I am able to recreate this bug consistently even with glusterfs untar on mount point as the method of creating data on a 2x2 volume. ROOT CAUSE ANALYSIS: What rm -rf does in a nutshell: ------------------------------ As part of rm -rf on the mount point, first of all, readdirs are performed starting from root (STEP-0), regular files under the directories are unlinked (say STEP-1). And then, rmdir is performed on their directories (call it STEP-2). How DHT does rmdir: ------------------ Now, the way DHT does rmdir is by first winding RMDIR FOP on all but the hashed sub-volume of the concerned directory. And then once that is done, the RMDIR is finally wound on the hashed sub-volume.

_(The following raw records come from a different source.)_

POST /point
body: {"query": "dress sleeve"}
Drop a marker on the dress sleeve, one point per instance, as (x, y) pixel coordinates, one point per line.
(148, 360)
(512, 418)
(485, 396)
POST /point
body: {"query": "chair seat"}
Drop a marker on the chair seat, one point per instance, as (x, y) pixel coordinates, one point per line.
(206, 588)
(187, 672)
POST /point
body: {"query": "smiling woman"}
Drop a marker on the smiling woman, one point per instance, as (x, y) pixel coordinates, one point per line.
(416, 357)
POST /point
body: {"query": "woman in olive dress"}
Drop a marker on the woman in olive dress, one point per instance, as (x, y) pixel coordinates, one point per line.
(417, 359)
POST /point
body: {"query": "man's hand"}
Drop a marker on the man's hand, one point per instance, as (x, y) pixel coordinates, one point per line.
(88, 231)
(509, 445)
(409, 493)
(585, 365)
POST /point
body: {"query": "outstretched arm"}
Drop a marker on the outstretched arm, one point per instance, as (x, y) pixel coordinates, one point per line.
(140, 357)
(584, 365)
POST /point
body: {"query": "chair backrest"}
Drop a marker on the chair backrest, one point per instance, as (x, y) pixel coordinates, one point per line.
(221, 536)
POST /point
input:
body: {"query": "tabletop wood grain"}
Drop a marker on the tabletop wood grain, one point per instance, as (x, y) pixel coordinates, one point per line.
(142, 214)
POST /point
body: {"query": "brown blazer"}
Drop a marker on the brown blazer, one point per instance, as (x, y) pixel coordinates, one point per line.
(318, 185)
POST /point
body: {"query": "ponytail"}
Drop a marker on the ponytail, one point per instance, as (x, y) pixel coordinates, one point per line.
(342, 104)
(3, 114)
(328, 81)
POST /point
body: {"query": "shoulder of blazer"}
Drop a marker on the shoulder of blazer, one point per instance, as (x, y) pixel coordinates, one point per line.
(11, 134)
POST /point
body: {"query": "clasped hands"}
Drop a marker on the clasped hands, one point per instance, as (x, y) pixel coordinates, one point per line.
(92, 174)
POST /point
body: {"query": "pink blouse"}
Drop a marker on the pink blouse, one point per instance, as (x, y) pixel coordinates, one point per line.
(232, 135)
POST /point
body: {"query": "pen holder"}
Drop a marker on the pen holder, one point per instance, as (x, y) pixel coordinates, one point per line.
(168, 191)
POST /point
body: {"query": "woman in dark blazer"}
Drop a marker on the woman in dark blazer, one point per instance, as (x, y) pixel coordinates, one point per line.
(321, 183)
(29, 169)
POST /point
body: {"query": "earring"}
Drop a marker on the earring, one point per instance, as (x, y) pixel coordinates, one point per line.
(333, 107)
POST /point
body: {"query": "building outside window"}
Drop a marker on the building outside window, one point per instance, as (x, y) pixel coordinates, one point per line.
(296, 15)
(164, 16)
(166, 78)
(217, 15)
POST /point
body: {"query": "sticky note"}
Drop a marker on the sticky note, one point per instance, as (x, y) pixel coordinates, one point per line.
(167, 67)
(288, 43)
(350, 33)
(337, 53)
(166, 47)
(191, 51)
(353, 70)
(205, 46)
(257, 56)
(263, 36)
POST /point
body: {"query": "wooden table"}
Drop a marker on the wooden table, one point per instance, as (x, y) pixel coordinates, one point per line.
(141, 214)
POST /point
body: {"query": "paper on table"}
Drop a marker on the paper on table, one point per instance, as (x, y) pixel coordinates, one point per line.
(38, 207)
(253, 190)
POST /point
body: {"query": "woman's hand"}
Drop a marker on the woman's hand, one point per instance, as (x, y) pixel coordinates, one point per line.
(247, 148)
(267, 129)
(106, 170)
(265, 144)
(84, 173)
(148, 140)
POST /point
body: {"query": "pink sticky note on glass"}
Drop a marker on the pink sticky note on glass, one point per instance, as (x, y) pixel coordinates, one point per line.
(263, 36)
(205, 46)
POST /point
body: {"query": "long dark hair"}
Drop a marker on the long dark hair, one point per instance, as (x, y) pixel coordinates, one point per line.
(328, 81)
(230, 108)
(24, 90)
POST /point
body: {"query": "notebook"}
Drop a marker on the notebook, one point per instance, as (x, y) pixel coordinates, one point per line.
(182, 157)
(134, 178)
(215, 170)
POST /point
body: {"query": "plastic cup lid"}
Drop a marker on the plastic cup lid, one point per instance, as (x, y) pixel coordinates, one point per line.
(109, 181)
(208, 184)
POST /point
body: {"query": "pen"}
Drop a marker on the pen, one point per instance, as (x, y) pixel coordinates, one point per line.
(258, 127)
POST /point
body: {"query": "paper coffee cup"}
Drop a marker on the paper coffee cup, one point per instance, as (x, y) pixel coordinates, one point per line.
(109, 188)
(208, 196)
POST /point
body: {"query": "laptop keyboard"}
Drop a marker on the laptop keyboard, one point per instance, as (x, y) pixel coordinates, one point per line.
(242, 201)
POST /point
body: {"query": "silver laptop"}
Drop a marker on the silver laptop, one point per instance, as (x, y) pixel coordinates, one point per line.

Observations: ------------ What Pranith and I observed was that there were few directories (for instance /glusterfs-3.5qa2/contrib/libexecinfo, /glusterfs-3.5qa2/contrib/rbtree etc) whose cached sub-volume happened to be that replicate xlator which was not in quorum. In this case, dht_rmdir() on this was failing with EROFS (as expected). Despite seeing this error, after STEP 1, DHT still goes ahead and winds an RMDIR on the hashed subvolume - the result : the directory is removed from the hashed sub-volume but is still present on the remaining subvols of DHT. Now after bringing the downed brick back up (that is after quorum is restored), when rm -rf is attempted again, as part of STEP-0, READDIRPs are issued on the directories. And the way dht_readdirp() works is by taking into account only those directory entries whose hashed-subvolume happens to be the same as the sub-volume on which the current readdirp was performed. In this example, READDIRP on the parent of the directories libexecinfo and rbtree (i.e /glusterfs-3.5qa2/contrib) returned no entries (barring . and ..) on the hashed sub-volume and the names 'libexecinfo' and 'rbtree' from the cached sub-volumes. Since these entries were found on cached sub-volume alone, dht readdirp ignores them and treats the parent directory to be empty. This causes a subsequent RMDIR on the parent to fail eventually with ENOTEMPTY. I will try the same test case on NFS mount point and update the bug with the RCA.
Two updates: 1. I tried the same test case on an NFS mount 3 times and the result: I got the same error as in fuse mount - ENOTEMPTY. And the root cause of this behavior is same as the one described in comment #5. 2. Turns out Susant had already sent a patch in dht_rmdir() in April, which fixes this issue and is currently under review: http://review.gluster.org/#/c/7460/. I applied this patch and ran the test again, and everything worked fine.
Assigning bug to Susanth/dht-component as per https://bugzilla.redhat.com/show_bug.cgi?id=1065332#c6
Triage-update: Need to refresh http://review.gluster.org/#/c/7460/ and test.
This should have been fixed by http://review.gluster.org/#/c/14060/ We will need to retest on RHGS 3.1.3 and confirm.
The issue reported is no more seen in 3.1.3 build. Tried the test mentioned in steps to reproduce for couple of times. rm -rf deletes all directories as expected.